ESTERN Medical Phase I services brings together an unequalled breadth and depth of experience and services. We offer unrivaled expertise for safe, innovative, early-phase human drug development to Good Clinical Practice and Good Laboratory Practice standards.

All ESTERN Medical Phase I units combine superb healthcare and analytical facilities with the complex amenities needed to attract, house and motivate volunteers.

The specialized staff at each site includes physicians, pharmaceutical scientists, nurses, investigators, analysts and pharmacokinetics with experience in numerous and diverse therapeutic areas.

Each unit has established its own reputation for excellence and its own loyal client base.

ESTERN Medical has broad expertise in conducting complex, procedurally intensive Phase I studies, ESTERN provides customized services to advance your product to the next development phase. Our capacity to accommodate large trials combined with our dedicated, experienced staff deliver effective integrated planning and implementation for Phase I trials in Latin America.


Phase II & III Clinical Trials

Our comprehensive Phase II-III experience, support systems and international infrastructure provide the highest level of professional program management of services to advance your product through development and approval.

If your potential blockbuster either pharmaceutical or medical device in your R&D pipeline, no one can bring it out as effectively as ESTERN Medical.
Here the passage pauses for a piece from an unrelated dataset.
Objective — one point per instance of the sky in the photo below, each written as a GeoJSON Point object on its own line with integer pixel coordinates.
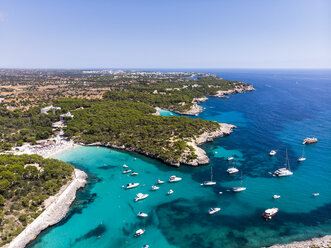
{"type": "Point", "coordinates": [165, 34]}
Our expertise in Phases II and III trials are at the heart of our core business and form the focus of the most valuable services we offer customers. That is because we can bring in the heavy hitters across the board in every medical, business and technological specialty required to manage every detail of a complex and fast-moving project.


Phase IV

Our strength in late stage drug development derives from strategically aligning clinical research and marketing objectives. ESTERN Medical post-approval group explores and implements a wide range of strategies to capitalize on the strengths of your product and maximize its life cycle.
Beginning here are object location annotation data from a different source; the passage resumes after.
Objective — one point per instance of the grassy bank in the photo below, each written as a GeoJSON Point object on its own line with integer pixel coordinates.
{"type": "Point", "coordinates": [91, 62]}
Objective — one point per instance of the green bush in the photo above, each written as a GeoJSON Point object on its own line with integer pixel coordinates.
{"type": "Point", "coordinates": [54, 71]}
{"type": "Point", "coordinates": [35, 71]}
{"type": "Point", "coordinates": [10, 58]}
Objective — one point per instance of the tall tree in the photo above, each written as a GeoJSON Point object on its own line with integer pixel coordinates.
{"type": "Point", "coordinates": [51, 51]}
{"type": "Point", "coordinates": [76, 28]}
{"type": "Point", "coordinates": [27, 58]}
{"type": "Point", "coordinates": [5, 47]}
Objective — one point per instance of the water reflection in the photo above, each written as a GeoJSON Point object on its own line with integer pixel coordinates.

Safety continues to be a key issue for both physicians and patients. More than ever before, scientists, researchers and Biotech’s, Pharmaceutical & Medical Device companies need to develop and recognize that expanding safety initiatives is not simply an option, but a necessity. Your continued success is dependent upon developing therapies that have a strong track record when it comes to patient safety.

ESTERN Medical understands your commitment to patient safety and offers our Safety Solution Center. We will work with you to expand safety initiatives and will help you anticipate and prepare for critical issues that may arise in your development.